Plast Reconstr Surg. 2021 Jan 1;147(1):131-137. doi: 10.1097/PRS.0000000000007458.
The optimal age for cleft palate repair continues to be debated, with little discussion of surgical risk related to operative timing. This study of 3088 cleft palate patients analyzed the impact of surgical timing on perioperative and 30-day postoperative outcomes.
Primary cleft palate repairs were identified in the National Surgical Quality Improvement Program database from 2012 to 2015. Data were combed for total postoperative complications, rates of readmission and reoperation, operating room time, and length of stay. Bivariate analyses were performed comparing 3-month periods from months 6 to 18, and months 0 to 5, 18 to 23, 24 to 29, and 30 to 59.

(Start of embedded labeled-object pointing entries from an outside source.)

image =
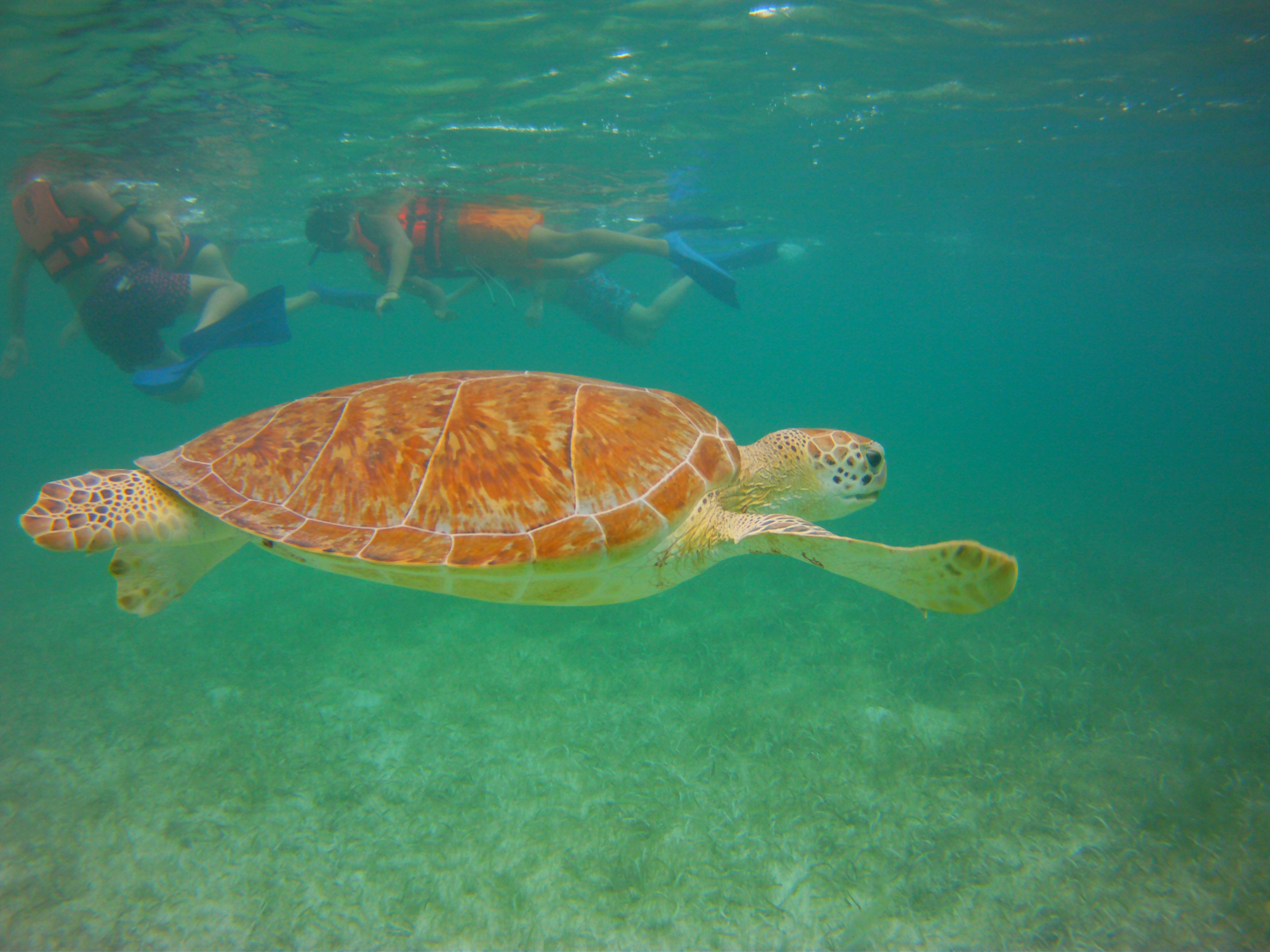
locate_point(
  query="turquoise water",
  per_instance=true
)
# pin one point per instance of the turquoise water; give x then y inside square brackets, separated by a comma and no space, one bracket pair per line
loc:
[1036,270]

Despite a higher proportion of isolated soft palate closure, children operated on before 6 months had a higher complication rate than children at other ages (7.1 percent versus 3.2 percent; OR, 2.4; p = 0.04), and higher rates of both readmission (3.6 percent versus 1.4 percent; OR, 3.6; p = 0.02) and reoperation (2.4 percent versus 0.5 percent; OR, 4.7; p = 0.04). There were no differences in short-term outcomes for any other age group younger than 5 years, and no differences in hospital length of stay among any age groups.
The authors' findings suggest a relative contraindication to operation before 6 months. As there were no differences between any other age groups, long-term speech optimization should continue to be the primary consideration for operative planning. These findings improve the current rationale for palatoplasty timing, and can aid surgeons and parents in the surgical decision-making process.
CLINICAL QUESTION/LEVEL OF EVIDENCE: Therapeutic, III.
腭裂修复的最佳年龄仍存在争议,而关于手术时机相关的手术风险讨论较少。这项对3088例腭裂患者的研究分析了手术时机对围手术期及术后30天结局的影响。
从2012年至2015年的国家外科质量改进计划数据库中确定原发性腭裂修复病例。梳理数据以获取术后总并发症、再入院率和再次手术率、手术室时间和住院时间。进行双变量分析,比较6至18个月、0至5个月、18至23个月、24至29个月以及30至59个月的3个月时间段。
尽管单纯软腭闭合的比例较高,但6个月前接受手术的儿童并发症发生率高于其他年龄段儿童(7.1%对3.2%;比值比,2.4;p = 0.04),再入院率(3.6%对1.4%;比值比,3.6;p = 0.02)和再次手术率(2.4%对0.5%;比值比,4.7;p = 0.04)也更高。5岁以下的其他任何年龄组在短期结局方面没有差异,且各年龄组之间住院时间也没有差异。
作者的研究结果表明6个月前手术存在相对禁忌。由于其他年龄组之间没有差异,长期语音优化仍应是手术规划的主要考虑因素。这些发现改进了目前腭裂修复手术时机的理论依据,并有助于外科医生和家长进行手术决策。